Kurultayda, kadına yönelik şiddete karşı mücadele eden kadın grupları, kuruluşları ve kadınlar arasında kalıcı bir iletişim ve bilgi ağı kurmak, ortak politikalar oluşturmak için biraraya gelindiği; erkek egemen sisteme ve bu sistemi besleyen tüm kurum ve politikalara karşı birlikte dayanışma için örgütlenmenin önemi, ülke çapında ilgili tüm gönüllü kuruluş ve gruplar ile resmi kurumları da kapsayacak “2000-2010 Kadına Yönelik Şiddete Karşı Eylem Planı” oluşturulmasının gereği ortaya konuldu.

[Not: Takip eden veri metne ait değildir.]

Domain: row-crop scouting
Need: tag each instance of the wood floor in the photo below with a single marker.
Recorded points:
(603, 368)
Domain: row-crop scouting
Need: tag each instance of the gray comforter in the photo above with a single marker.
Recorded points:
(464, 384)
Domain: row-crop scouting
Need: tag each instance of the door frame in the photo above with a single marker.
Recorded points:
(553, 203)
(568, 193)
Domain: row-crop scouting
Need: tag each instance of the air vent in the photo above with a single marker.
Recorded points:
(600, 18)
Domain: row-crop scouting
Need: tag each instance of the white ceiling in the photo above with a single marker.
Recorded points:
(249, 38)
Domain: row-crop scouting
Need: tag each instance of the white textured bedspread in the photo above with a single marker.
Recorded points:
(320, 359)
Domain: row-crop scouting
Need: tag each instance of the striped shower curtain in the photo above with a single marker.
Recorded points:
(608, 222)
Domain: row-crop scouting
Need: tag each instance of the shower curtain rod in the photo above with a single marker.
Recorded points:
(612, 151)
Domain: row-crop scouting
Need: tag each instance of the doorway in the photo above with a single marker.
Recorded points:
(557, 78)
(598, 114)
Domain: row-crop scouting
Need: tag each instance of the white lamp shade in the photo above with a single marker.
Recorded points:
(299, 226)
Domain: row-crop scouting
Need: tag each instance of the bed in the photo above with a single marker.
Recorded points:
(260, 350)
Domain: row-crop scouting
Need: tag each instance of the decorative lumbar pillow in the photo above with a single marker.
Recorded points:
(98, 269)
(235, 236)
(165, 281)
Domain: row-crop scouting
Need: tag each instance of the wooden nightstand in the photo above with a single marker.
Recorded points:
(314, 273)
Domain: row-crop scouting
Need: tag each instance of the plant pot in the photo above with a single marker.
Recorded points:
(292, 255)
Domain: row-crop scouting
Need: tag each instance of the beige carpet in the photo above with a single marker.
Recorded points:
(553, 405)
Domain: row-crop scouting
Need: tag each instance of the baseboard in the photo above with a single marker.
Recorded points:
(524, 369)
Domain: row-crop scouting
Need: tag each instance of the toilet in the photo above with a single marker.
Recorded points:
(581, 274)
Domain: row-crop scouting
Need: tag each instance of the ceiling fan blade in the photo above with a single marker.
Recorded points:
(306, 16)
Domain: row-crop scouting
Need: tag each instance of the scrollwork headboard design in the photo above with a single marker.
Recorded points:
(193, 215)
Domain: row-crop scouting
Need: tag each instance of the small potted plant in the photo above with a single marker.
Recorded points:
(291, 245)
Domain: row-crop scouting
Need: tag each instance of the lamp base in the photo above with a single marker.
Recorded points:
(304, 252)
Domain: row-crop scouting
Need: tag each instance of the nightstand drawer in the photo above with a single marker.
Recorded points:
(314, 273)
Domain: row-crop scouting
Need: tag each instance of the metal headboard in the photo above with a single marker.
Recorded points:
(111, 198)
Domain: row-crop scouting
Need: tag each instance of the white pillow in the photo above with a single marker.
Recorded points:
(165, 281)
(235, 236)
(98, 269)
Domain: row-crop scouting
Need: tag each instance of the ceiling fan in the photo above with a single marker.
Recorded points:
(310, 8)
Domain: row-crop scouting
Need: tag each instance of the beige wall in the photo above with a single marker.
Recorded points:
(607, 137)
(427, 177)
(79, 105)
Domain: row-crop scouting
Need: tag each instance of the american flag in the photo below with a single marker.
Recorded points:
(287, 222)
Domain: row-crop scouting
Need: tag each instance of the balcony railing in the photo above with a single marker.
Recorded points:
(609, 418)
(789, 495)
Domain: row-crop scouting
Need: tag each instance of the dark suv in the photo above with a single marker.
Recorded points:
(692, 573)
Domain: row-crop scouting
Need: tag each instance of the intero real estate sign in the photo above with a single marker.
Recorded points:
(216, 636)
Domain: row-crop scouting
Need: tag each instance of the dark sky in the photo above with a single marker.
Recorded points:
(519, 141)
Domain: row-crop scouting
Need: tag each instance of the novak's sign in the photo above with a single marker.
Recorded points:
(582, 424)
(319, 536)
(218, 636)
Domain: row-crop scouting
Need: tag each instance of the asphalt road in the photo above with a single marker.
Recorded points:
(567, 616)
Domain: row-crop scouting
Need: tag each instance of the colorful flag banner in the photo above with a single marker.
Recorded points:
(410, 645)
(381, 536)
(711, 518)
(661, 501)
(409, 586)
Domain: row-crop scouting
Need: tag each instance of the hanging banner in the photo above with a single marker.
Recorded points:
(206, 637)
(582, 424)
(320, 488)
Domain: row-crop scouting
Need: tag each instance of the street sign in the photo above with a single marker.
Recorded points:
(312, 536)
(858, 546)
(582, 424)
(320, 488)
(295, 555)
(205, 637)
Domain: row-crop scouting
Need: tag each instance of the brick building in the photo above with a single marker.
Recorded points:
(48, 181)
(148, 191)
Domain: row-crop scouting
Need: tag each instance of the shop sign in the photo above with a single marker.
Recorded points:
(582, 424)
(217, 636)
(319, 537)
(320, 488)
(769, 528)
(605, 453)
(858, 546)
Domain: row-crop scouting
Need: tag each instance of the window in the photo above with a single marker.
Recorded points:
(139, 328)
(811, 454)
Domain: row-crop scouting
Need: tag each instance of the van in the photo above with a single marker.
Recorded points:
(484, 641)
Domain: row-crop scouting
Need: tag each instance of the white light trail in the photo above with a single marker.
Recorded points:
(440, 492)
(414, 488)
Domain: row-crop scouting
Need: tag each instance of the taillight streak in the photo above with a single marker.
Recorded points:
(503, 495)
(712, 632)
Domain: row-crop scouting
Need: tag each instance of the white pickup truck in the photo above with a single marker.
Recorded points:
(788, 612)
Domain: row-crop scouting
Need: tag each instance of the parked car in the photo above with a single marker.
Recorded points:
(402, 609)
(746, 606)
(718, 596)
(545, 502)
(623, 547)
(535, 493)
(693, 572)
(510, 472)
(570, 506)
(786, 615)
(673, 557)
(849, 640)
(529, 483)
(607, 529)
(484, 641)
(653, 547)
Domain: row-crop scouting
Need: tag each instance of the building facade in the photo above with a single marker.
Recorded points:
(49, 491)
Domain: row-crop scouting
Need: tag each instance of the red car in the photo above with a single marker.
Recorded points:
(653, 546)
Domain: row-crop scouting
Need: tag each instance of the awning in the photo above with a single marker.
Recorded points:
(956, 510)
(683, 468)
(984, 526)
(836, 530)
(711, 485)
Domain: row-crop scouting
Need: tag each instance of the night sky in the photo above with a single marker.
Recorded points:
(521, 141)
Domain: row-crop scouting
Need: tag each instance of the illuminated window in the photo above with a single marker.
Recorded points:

Kurultay sonucunda ayrıca aşağıdaki konular karara bağlandı:
- Derhal Türkiye’deki kadın hareketinin önemli kazanımlarından olan Mor Çatı Kadın Sığınağı Vakfı ve Kadın Dayanışma Vakfı’nın sığınaklarının açılması için kampanya başlatması,
- I. ve II. Kurultay’da da talep ettiğimiz gibi, bağımsız kadınlarca işletilecek sığınaklar için bütçeden mutlaka yeterli pay ayrılması,
- VIII. Beş Yıllık Kalkınma Planı uygulama döneminde (2001-2005) oluşturulması ve uygulanmaya girmesi beklenen yeni sosyal yardım sisteminde şiddete uğrayan kadınlar ve çocuklarının öncelikle desteklenmesi gereken nüfus gruplarından biri olarak kabul edilmesi,
- SHÇEK’e bağlı kadın konukevlerinin ülke düzeyinde yaygınlaştırılması,
- Kadına yönelik hizmetlerin güçlendirilmesi için bütçeden SHÇEK’e ayrılan payın arttırılması; varolan kadın konukevleri/sığınmaevleri vb.nin güçlendirilmesi, hizmet etkinliklerinin arttırılması, kadın bakış açısına sahip kadınların bu kuruluşlarda görev alması, bu hizmetlerin tasarruf tedbirleri dışında tutulması, bu kuruluşların bağımsız kadın grupları ile iletişim içinde işletilmesinin sağlanması biçiminde düzenlenmesi,
- Belediyelerin verdikleri sözlerde durarak sığınak açmaları ve bunların kadın gruplarıyla iletişim içinde çalışmaları için kampanyalar düzenlenmesi,
- Belediye lojmanlarının bir kısmının şiddete uğrayan kadınlara tahsisi.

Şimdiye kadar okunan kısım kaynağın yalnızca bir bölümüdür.